Nor was the world into the collective OCD of never taking a step without lugging a bandolierr of water bottles. Nigerians I worked with advised only sips of water, about a liter on a day’s geological compass and pace traverse. Rehydrate in the evening on lots of tea and a cup or two at breakfast. He said ‘Bature’ drink far too much water in the heat. I got accustomed to it and became lean wiry and healthy. I haven’t quit yet 50yrs later.
Gary,
I did my Summer Field Mapping for two months in the White Mountains at about 5,000 feet elevation, east of the Owens Valley in California. It was well over 100 every day. I’d carry two canteens and a couple of cans of soda, and get dehydrated every day. I’d then spend the evenings getting re-hydrated. I don’t think that there was any long-term damage to going without a bandolier of water bottles.
You’d probably sweat out as much extra water as the bottles would replace. Water is heavy!
I’ve noticed this getting some fitness up walking in some steep hills. Keeping hydrated during the walk is not a bad thing but it doesn’t help as much as keeping up the fluid intake for many hours afterwards.
Tribe’s have lived in the Amazon under heat and humidity for a long time and adapted and this twit would not last a few day’s there. People adapt to slow changes and fast changes in climate and have throughout history everywhere on our planet. People living in climate controlled buildings most of their lives are whom complain the most when they venture outside where reality hits them.
“Most people” is the 97% science by consensus fallacy restated.
I dehydrated a large fraction of the world’s prunes in 1966. I worked in the engineroom of a Forties vintage steam ship. I walked in the heat in Pinnacles NM and Death Valley.
Took 27 semester hours of various behavioral studies as electives in engineering undergraduate school and during my masters as they were interesting and easy. Only had one really bright professor and he also had his “stuff” together, as we used to say, though not how we said it. He was a psychoanalyst, ie phd, md, clinical psychologist to boot. All of the rest of my behavioral sciences professors were marginally interpersonally adept, at best, and personality basket cases at worst, and none of them, other than him, very bright. This lady fits the mold of what I experienced with rank and file psychology profs. Probably couldn’t find her kiester with both hands and a flashlight.
A friend of mine took a 2-year graduate degree in Psych. She said the first year was mostly no-brainer survey courses with multiple choice exams that nobody could flunk. (To flunk them would deprive the school of tuition.) The second year was group-oriented, with team assignments where incompetent or lazy students were allowed to take a free ride on the more capable students’ work.

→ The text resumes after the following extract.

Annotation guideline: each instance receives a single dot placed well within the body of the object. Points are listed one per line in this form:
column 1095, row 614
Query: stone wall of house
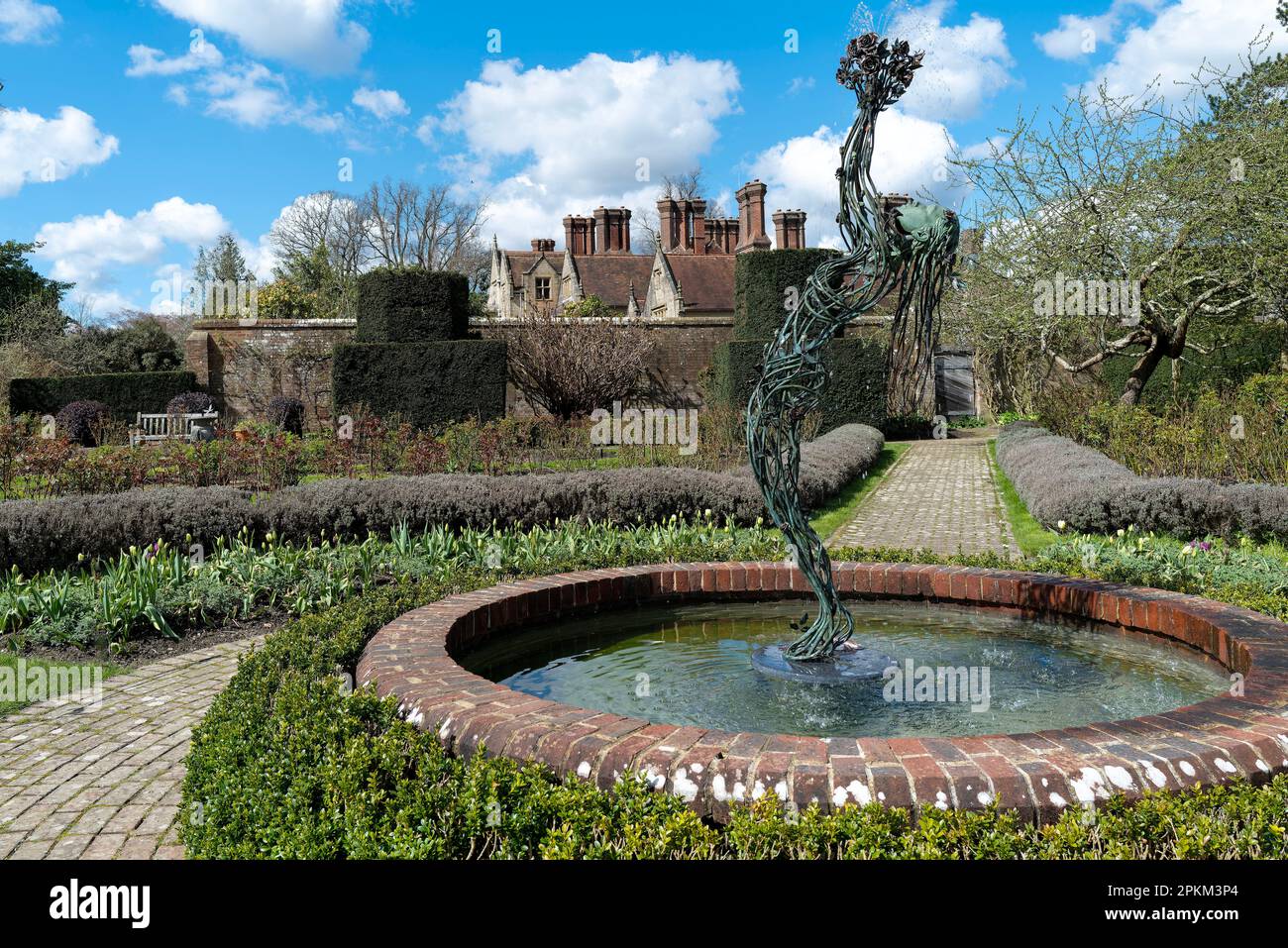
column 244, row 365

The curriculum included a laughably low requirement of 4 hours of personal therapy. I just checked the school’s latest curriculum and discovered that personal therapy is now “highly recommended.” Programs at other institutions have similarly lowered (deleted) the requirement, so this is not unusual in the field.
I pity the unfortunate client who goes for help to a practitioner who should have flunked out of such a program or been given a “Section 8” by a therapist. The standards have been irresponsibly ‘dumbed down’ below a safe level.
I experienced 140 F on the tarmac in Kuwait, but not for long. However I worked in 120 F a number of times, including in Afghanistan.
Notice that in almost every alarmist scare statement, there’s a stack of assumptions which are supposed to be taken as “givens”:
– It’s going to be 120 F. (somewhere? everywhere? now & then? every day?)
– That’s because the climate is getting dangerously warmer.
– That’s because humans are putting “too much” CO2 in the atmosphere
– Reducing CO2 will make the climate stop warming
– If you give governments enough money, authority & power they can “fix” the climate.
There is no evidence for any of these, except the first (barely).